Weili Zhou, Robeco: I would check on three key considerations when differentiating between quant providers. First is infrastructure. You’ve got to go into fine details. This means examining, for example, the number of CPUs [central processing units] and GPUs [graphics processing units] a quant manager uses, the number of terabytes in its database and the precise size of its annual data budget.

It also means scrutinising how much time managers have spent developing the effective predictability of machine learning and how much output they can derive from the explainability of their machine learning. Can that quant manager break down and attribute the linear and non-linear action and feature parts of their machine learning? If they cannot, then they haven’t done a proper quant job.

Second is stress testing for a manager’s quant models’ performance in different markets and through different economic and market cycles. Third is the breadth of the manager’s coverage – a top quant should have models for emerging markets as well as developed markets, for fixed income as well as equities and so on.

Jean Chia, Bank of Singapore: Given that data on emerging markets tend to be less readily available and less granular than for developed markets, how did quant managers cope with, for example, the real estate market issues of recent years in China? Did your models predict and navigate them well?

Weili Zhou, Robeco: We were indeed able to avoid the worst excesses of China’s real estate market problems. We have made a significant investment in data in China and, more important, have learned which signals to look for and which to ignore. There are large reserves of high-quality data in China obtainable from government and regulatory sources – obviously in Chinese – that we gather and analyse on a proprietary basis.

John Ng, DBS: At the end of day you sort the wheat from the chaff by performance, risk control and volatility. Whether it’s for quant or fundamental strategies.

APB: If a fund selector asks you to pit quant against fundamental, how do you respond?

Weili Zhou, Robeco: I’m not here to advocate for quant over fundamental! I’d never advise any selector to ditch fundamental in favour of quant. At Robeco we have very strong and solid, often complementary fundamental equity and fixed income strategies and capabilities.

We’ve recently spent a lot of time analysing quant versus fundamental performance data from the past 20 years in global and emerging market equities.

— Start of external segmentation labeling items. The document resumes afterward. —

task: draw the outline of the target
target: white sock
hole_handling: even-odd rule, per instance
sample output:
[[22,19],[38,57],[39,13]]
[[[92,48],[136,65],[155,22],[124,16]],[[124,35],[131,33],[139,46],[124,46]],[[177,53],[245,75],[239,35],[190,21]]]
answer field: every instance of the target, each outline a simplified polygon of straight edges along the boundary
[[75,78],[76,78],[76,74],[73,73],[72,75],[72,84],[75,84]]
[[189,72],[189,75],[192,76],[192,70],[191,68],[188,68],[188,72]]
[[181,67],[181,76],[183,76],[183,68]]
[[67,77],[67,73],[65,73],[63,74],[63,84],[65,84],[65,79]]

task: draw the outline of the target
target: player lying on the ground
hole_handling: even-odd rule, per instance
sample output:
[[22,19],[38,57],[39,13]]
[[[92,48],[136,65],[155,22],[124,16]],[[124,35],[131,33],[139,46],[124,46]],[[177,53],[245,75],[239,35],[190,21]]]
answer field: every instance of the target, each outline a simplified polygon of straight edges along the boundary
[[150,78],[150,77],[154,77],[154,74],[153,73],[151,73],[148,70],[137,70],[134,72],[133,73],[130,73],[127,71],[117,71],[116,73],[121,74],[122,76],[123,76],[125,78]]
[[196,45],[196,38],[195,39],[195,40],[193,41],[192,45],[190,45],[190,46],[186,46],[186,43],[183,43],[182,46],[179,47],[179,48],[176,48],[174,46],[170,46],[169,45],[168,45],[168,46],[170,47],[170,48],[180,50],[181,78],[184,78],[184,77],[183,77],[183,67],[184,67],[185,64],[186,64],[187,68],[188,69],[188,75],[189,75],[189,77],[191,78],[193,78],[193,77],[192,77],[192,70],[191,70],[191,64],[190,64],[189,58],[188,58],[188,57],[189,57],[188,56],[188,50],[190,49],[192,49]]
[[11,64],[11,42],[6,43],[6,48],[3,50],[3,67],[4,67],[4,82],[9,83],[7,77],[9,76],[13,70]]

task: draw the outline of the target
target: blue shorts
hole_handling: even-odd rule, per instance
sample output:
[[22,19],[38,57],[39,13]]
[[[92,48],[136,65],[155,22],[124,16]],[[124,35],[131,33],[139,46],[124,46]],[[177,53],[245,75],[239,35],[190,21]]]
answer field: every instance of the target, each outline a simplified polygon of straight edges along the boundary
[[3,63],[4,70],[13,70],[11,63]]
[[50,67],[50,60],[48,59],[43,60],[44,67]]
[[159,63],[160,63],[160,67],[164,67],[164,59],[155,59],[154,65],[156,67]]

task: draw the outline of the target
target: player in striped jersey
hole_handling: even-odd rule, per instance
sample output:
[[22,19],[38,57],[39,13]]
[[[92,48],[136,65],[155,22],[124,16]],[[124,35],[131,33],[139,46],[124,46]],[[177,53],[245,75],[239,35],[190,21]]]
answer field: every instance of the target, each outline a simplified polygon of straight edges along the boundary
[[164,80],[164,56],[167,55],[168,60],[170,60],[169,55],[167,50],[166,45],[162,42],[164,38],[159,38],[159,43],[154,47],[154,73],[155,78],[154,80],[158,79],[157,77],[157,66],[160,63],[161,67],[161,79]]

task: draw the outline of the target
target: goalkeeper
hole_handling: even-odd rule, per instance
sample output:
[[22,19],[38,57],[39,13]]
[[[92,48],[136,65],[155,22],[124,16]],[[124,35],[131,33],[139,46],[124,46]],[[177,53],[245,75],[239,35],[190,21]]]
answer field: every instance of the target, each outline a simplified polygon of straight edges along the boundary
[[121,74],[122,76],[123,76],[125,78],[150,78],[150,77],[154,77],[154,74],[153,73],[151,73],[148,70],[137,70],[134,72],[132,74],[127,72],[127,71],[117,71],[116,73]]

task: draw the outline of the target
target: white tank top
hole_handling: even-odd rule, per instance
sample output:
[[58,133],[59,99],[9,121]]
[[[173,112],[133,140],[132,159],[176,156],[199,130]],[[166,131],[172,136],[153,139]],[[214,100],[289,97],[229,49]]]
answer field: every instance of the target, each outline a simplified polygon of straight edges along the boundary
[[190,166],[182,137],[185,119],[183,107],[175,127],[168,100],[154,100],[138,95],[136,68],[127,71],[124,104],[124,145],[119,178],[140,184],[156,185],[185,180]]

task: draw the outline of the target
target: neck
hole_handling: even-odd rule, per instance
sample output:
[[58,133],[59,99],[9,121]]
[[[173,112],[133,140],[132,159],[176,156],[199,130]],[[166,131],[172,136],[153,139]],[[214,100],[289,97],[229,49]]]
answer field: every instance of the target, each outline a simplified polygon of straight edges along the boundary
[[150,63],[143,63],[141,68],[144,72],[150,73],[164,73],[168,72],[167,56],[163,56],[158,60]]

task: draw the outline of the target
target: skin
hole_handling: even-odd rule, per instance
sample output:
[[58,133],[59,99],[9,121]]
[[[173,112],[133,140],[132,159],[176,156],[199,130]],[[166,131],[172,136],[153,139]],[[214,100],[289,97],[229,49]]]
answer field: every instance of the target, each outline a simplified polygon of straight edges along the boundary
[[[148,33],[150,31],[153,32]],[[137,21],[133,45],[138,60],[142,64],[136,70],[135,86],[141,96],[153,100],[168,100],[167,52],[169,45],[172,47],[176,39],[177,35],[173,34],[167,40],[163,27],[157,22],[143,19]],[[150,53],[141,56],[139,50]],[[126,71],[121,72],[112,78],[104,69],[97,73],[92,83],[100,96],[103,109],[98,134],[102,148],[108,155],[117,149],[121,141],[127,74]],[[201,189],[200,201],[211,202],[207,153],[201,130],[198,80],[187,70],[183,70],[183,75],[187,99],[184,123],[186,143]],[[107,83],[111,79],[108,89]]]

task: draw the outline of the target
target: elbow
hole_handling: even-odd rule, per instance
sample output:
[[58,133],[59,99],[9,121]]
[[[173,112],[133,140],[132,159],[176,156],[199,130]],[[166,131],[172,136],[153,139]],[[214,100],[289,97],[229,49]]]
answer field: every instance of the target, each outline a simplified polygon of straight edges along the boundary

One key finding and conclusion was that the correlation between the two was low. It’s the same when we compare in-house performance of Robeco’s global equity fundamental and quant strategies: the performance of both was strong but the correlation between the two strategies was negative. The key reason is hundreds of different decisions around investment processes. At the end of the day, my fundamental colleagues might end up with 40-50 stocks, we might end up with 400-500.

APB: What’s your key conclusion?

Weili Zhou, Robeco: That the diversification benefits embedded in quant strategies are demonstrable, powerful and of particular relevance in today’s heavily concentrated market conditions.